Thursday, April 2, 2009

Will the recession close museums?

Well that’s what we would all like to know! It’s interesting trying to read this one, particularly as the evidence coming from different parts of the world is different.

In Australia the good news is that so far, at state and national level, there seems to be limited effect. Yes, the sponsorship monies are drying up, so expansionary measures are on hold, but ongoing government funding is remaining reasonably steady (as one would expect given government interest in stimulating the economy). At local council level, again there seems to be only limited reduction in funding, but my guess is that these local museums and galleries will find it increasingly tough largely through their small size, meaning that a staff cut often results in a whole area of operation having to be curtailed.

In the US, the news is not at all good. Because so many museums there are owned by private philanthropic trusts, revenue has literally dried up, and there is increasing talk of institutions closing (though no examples yet cited). This comes at the same time as sponsorship is dramatically falling along with demand for commercial hire of venues, including those lucrative corporate private openings. The American Association of Museums recently ran a web conference entitled Museums Rising to the Financial Challenge covering such pertinent topics as retrenchment, realignment and reinvention.

The UK is also looking worried, especially as it has come at a time that the museum sector, having enjoyed some relatively well funded times (the successful Renaissance in the Regions program being one example), was already facing funding cuts.
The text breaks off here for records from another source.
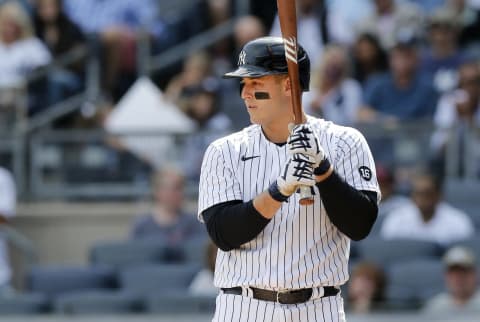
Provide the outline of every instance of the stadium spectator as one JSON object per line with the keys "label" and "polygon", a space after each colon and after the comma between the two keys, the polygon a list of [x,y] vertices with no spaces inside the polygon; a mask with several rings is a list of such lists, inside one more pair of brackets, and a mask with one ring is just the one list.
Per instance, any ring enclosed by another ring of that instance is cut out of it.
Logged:
{"label": "stadium spectator", "polygon": [[[450,140],[462,143],[468,131],[480,127],[480,64],[469,61],[458,70],[458,88],[440,98],[434,115],[435,130],[431,139],[434,164],[440,173],[445,168],[446,145]],[[458,175],[463,173],[465,151],[458,155]]]}
{"label": "stadium spectator", "polygon": [[159,23],[156,1],[65,0],[64,7],[85,34],[98,38],[104,94],[121,97],[135,76],[138,32]]}
{"label": "stadium spectator", "polygon": [[232,121],[220,110],[219,93],[220,84],[213,77],[186,87],[182,93],[184,112],[197,125],[195,134],[187,137],[183,153],[184,171],[190,182],[198,183],[208,145],[232,128]]}
{"label": "stadium spectator", "polygon": [[378,216],[386,217],[389,213],[410,205],[411,201],[406,196],[398,193],[395,173],[393,168],[377,163],[377,180],[382,193],[382,201],[378,205]]}
{"label": "stadium spectator", "polygon": [[480,312],[480,291],[475,255],[463,246],[450,248],[444,256],[447,291],[428,300],[423,311],[428,314]]}
{"label": "stadium spectator", "polygon": [[[311,66],[315,66],[329,42],[327,23],[321,19],[324,0],[297,1],[298,42],[302,44],[310,57]],[[278,14],[273,21],[270,36],[282,35]]]}
{"label": "stadium spectator", "polygon": [[365,314],[385,300],[386,277],[382,268],[370,262],[355,264],[348,283],[347,310]]}
{"label": "stadium spectator", "polygon": [[[63,11],[62,0],[37,0],[33,22],[35,33],[57,59],[85,47],[85,36]],[[55,104],[83,87],[84,59],[55,68],[49,75],[48,104]]]}
{"label": "stadium spectator", "polygon": [[205,247],[205,267],[200,270],[190,283],[189,291],[193,295],[218,295],[218,288],[213,285],[217,246],[209,239]]}
{"label": "stadium spectator", "polygon": [[356,26],[357,32],[377,36],[384,49],[396,44],[396,35],[401,31],[408,30],[417,37],[422,34],[423,16],[416,5],[395,0],[373,1],[374,12]]}
{"label": "stadium spectator", "polygon": [[[478,0],[477,2],[480,3]],[[460,22],[460,46],[467,51],[473,49],[478,53],[480,50],[478,48],[480,46],[480,8],[475,8],[473,1],[468,0],[447,0],[446,7],[455,13]]]}
{"label": "stadium spectator", "polygon": [[327,5],[328,31],[331,42],[351,46],[355,42],[355,27],[373,13],[371,0],[324,0]]}
{"label": "stadium spectator", "polygon": [[[7,224],[9,218],[15,215],[16,202],[17,192],[12,174],[0,167],[0,227]],[[7,243],[0,234],[0,297],[12,293],[11,276]]]}
{"label": "stadium spectator", "polygon": [[372,34],[361,34],[355,40],[351,50],[353,77],[362,86],[371,76],[384,73],[388,69],[387,53],[380,46],[378,38]]}
{"label": "stadium spectator", "polygon": [[458,47],[460,24],[448,9],[437,9],[427,25],[428,46],[420,59],[420,72],[431,79],[438,92],[452,90],[457,80],[457,69],[465,61]]}
{"label": "stadium spectator", "polygon": [[413,203],[391,212],[383,221],[380,235],[385,239],[407,238],[448,246],[474,234],[471,218],[442,201],[442,184],[427,173],[412,179]]}
{"label": "stadium spectator", "polygon": [[[24,89],[27,76],[51,61],[48,49],[35,37],[32,22],[23,7],[15,1],[0,5],[0,105],[15,109],[19,90]],[[29,85],[32,85],[29,84]],[[39,83],[41,85],[41,83]],[[31,87],[28,113],[41,109],[43,88]],[[21,95],[24,95],[21,93]],[[17,106],[18,107],[18,106]]]}
{"label": "stadium spectator", "polygon": [[337,124],[352,125],[362,103],[362,89],[350,77],[350,70],[348,54],[343,47],[325,47],[312,73],[310,91],[304,95],[306,113]]}
{"label": "stadium spectator", "polygon": [[177,167],[165,165],[153,176],[153,209],[136,218],[132,225],[134,239],[158,238],[169,246],[202,236],[204,228],[185,208],[185,178]]}
{"label": "stadium spectator", "polygon": [[437,92],[418,70],[417,41],[399,34],[390,50],[388,72],[371,77],[365,85],[361,122],[416,121],[433,116]]}

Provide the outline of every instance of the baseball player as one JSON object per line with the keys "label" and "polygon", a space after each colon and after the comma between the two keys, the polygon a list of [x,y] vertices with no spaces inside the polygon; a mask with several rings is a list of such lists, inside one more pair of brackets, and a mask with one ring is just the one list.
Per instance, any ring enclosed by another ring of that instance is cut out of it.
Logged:
{"label": "baseball player", "polygon": [[[310,61],[298,47],[300,86]],[[240,95],[253,123],[211,143],[200,175],[199,219],[219,247],[213,321],[345,321],[350,239],[365,238],[380,192],[364,137],[303,115],[295,127],[282,38],[247,43]],[[299,205],[298,188],[314,203]]]}

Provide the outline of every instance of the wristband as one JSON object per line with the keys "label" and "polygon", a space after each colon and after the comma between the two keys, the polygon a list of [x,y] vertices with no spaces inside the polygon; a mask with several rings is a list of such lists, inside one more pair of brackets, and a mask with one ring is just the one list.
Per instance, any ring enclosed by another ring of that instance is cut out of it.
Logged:
{"label": "wristband", "polygon": [[270,194],[270,197],[276,201],[285,202],[288,200],[288,196],[283,195],[280,190],[278,190],[278,184],[276,180],[268,187],[268,193]]}
{"label": "wristband", "polygon": [[327,158],[323,159],[322,162],[313,170],[313,174],[316,176],[324,175],[330,169],[330,161]]}

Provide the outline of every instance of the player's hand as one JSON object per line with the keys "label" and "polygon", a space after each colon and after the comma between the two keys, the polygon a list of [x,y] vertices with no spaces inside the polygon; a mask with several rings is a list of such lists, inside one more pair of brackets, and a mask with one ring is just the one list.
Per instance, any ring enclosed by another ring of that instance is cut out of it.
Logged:
{"label": "player's hand", "polygon": [[277,178],[278,190],[285,197],[291,196],[299,186],[315,185],[313,169],[315,159],[311,155],[293,154],[284,165],[282,174]]}
{"label": "player's hand", "polygon": [[320,141],[308,124],[290,126],[290,136],[287,140],[287,149],[290,155],[303,153],[315,159],[317,167],[325,158],[325,152],[320,146]]}

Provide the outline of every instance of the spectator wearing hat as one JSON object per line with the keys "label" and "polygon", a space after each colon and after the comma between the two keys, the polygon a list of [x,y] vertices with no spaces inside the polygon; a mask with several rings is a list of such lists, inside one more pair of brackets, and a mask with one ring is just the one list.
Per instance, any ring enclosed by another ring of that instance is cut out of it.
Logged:
{"label": "spectator wearing hat", "polygon": [[[15,216],[17,193],[15,180],[7,169],[0,167],[0,227],[7,225]],[[0,234],[0,297],[12,294],[10,280],[12,270],[8,256],[7,241]]]}
{"label": "spectator wearing hat", "polygon": [[427,48],[419,67],[440,93],[453,89],[457,69],[466,59],[458,46],[459,33],[460,22],[452,10],[437,9],[428,19]]}
{"label": "spectator wearing hat", "polygon": [[442,201],[442,184],[428,172],[417,173],[412,180],[409,205],[391,212],[383,221],[384,239],[416,239],[447,247],[474,234],[471,218]]}
{"label": "spectator wearing hat", "polygon": [[444,257],[447,291],[433,297],[423,311],[431,314],[480,312],[475,255],[463,246],[450,248]]}
{"label": "spectator wearing hat", "polygon": [[374,11],[360,21],[355,30],[371,33],[380,39],[384,49],[396,44],[397,33],[408,28],[419,36],[423,29],[423,16],[420,8],[410,1],[371,0]]}
{"label": "spectator wearing hat", "polygon": [[232,121],[220,109],[220,84],[214,77],[205,78],[182,92],[184,112],[197,125],[194,135],[185,140],[183,160],[187,180],[196,183],[200,177],[203,154],[210,144],[232,128]]}

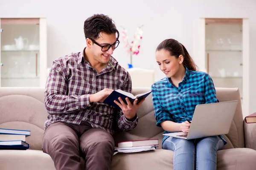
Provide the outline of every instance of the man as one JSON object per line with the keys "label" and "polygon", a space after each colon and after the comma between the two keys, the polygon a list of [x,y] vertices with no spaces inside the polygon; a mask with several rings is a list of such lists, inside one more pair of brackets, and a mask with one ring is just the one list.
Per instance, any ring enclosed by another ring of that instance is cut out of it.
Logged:
{"label": "man", "polygon": [[[110,170],[114,147],[114,127],[128,131],[138,122],[136,104],[127,98],[103,101],[113,90],[131,92],[128,72],[111,55],[119,44],[112,19],[94,14],[84,22],[87,47],[53,62],[45,91],[48,116],[43,139],[44,152],[56,170]],[[116,126],[115,126],[116,125]]]}

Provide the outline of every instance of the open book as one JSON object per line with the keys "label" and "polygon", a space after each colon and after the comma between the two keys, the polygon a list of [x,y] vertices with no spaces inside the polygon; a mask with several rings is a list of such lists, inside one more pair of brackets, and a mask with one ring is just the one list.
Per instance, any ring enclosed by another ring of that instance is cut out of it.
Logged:
{"label": "open book", "polygon": [[141,99],[145,98],[151,93],[151,91],[148,91],[146,93],[139,94],[134,96],[132,94],[123,91],[122,90],[116,90],[113,91],[108,97],[105,99],[103,102],[110,105],[119,108],[119,106],[114,102],[114,100],[116,100],[119,102],[119,100],[118,100],[118,97],[121,97],[124,102],[126,104],[127,104],[126,101],[125,100],[125,98],[126,97],[129,98],[129,99],[132,103],[135,99],[138,99],[137,103],[139,102]]}
{"label": "open book", "polygon": [[154,150],[158,147],[158,145],[126,147],[115,147],[113,155],[115,155],[119,152],[122,153],[133,153],[134,152]]}
{"label": "open book", "polygon": [[117,146],[119,147],[134,147],[142,146],[157,145],[158,139],[143,139],[135,141],[124,141],[118,142]]}

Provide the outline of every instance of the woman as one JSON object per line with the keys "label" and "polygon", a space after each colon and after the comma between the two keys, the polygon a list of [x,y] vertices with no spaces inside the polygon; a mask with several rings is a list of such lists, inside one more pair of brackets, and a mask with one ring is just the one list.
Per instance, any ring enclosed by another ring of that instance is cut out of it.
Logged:
{"label": "woman", "polygon": [[[156,59],[166,77],[151,86],[157,125],[165,133],[187,133],[195,106],[217,102],[213,82],[196,65],[184,46],[168,39],[157,46]],[[216,152],[227,143],[223,136],[186,140],[164,136],[162,147],[174,151],[175,170],[216,170]]]}

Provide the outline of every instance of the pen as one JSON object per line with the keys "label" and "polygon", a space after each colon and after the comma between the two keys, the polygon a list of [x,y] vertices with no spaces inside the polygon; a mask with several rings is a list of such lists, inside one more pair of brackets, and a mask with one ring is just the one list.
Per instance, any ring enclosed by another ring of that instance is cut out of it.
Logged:
{"label": "pen", "polygon": [[190,122],[190,121],[188,119],[186,119],[187,120],[187,121],[188,121],[189,122],[189,123],[191,123],[191,122]]}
The cuts were largely driven by the massive blow out of the cost of the Olympics, which is especially ironic given the cultural Olympiad that is meant to go with it.

So overall a bit of a mixed bag. The biggest issue in my view is that the amount of public debt being created by the various fiscal stimulus packages around the world, is going to saddle future governments with massive debt repayment costs, and THAT is where the danger for museums is really going to come from, i.e being starved on funds as we come out of the recession and for years to come.